“I’m hungry, give me something to eat.”
It was not for nothing that the offspring has earned the nickname Bottomless Pit in the house. It is a nickname that is well-earned. It haunts me, that sentence, in my dreams and my waking hours. I get nightmares which have his voice rising plaintively in ear-piercing decibels screaming “I’m hungry give me something to eat,” while I go through a kitchen cabinet in a panic, and with bleeding ears, only to find all the jars with the stash of anytime snacking reduced to zero by the magnificent munching machine I spawned. Oh. That was no nightmare, that was yesterday.

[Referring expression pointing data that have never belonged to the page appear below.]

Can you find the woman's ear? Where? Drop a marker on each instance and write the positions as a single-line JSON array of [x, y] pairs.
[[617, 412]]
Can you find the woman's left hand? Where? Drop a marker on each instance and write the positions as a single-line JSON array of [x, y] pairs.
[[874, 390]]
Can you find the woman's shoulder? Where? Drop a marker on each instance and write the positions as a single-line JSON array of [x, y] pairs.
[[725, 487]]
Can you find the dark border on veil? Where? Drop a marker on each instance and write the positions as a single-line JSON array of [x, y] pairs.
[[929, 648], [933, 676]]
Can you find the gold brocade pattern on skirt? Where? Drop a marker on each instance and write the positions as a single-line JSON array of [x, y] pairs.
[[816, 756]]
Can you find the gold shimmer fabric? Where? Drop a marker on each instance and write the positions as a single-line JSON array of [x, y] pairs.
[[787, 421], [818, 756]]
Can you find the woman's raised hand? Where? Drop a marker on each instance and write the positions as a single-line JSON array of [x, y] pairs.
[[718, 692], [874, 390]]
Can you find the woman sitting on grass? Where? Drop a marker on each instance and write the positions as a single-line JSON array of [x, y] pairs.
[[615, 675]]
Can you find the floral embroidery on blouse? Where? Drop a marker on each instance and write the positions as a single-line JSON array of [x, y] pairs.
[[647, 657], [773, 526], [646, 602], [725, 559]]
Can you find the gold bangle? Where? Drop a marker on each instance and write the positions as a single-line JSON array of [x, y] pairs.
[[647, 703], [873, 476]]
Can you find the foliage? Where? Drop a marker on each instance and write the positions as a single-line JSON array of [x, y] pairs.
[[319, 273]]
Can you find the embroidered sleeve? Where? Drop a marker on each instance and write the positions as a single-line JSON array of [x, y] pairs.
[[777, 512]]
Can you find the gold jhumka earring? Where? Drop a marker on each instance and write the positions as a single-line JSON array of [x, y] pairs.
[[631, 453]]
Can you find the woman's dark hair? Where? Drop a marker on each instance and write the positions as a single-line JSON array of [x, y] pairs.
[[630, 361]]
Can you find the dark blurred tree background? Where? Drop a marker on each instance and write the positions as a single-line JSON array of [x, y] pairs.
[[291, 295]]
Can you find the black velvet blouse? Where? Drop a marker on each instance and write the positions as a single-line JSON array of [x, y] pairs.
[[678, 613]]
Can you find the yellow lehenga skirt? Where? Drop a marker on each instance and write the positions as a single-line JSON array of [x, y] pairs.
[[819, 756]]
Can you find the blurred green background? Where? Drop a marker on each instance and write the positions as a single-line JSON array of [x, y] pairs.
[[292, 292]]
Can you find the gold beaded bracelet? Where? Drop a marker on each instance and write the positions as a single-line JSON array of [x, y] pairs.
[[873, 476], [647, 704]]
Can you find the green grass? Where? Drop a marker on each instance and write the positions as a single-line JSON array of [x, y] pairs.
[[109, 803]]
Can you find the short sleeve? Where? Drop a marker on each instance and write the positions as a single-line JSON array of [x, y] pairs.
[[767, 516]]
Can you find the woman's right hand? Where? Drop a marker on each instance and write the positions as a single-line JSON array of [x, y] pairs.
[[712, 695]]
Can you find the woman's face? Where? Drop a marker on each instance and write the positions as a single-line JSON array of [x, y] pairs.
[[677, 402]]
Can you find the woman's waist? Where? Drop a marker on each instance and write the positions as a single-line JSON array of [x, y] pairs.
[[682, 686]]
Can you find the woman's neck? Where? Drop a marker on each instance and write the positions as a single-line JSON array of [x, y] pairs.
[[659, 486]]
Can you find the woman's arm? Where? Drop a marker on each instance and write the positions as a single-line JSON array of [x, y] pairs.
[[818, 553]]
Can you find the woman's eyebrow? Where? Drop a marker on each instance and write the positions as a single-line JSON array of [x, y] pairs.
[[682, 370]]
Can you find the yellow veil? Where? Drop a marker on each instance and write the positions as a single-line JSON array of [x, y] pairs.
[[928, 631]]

If you have an adolescent in the house, you might find this familiar. One moment you’ve returned from your monthly grocery shopping, carefully packed everything away, stocked the fridge so that the shelves are bulging in a pleasing manner, and you dust your hands with the pleasure of a task well done. A few hours later, make that circa midnight, you are in the market for a snack and you take yourself to the kitchen, visualising the totally yummy sandwich you are going to make yourself from the salami slices, the multigrain bread and the sandwich spread you just put into the fridge a few hours ago. You throw the fridge open and find yourself greeted by the gruesome remains of the empty bread pack, with the thick ends and a few crumbs left considerately behind for anyone who might crave a midnight snack.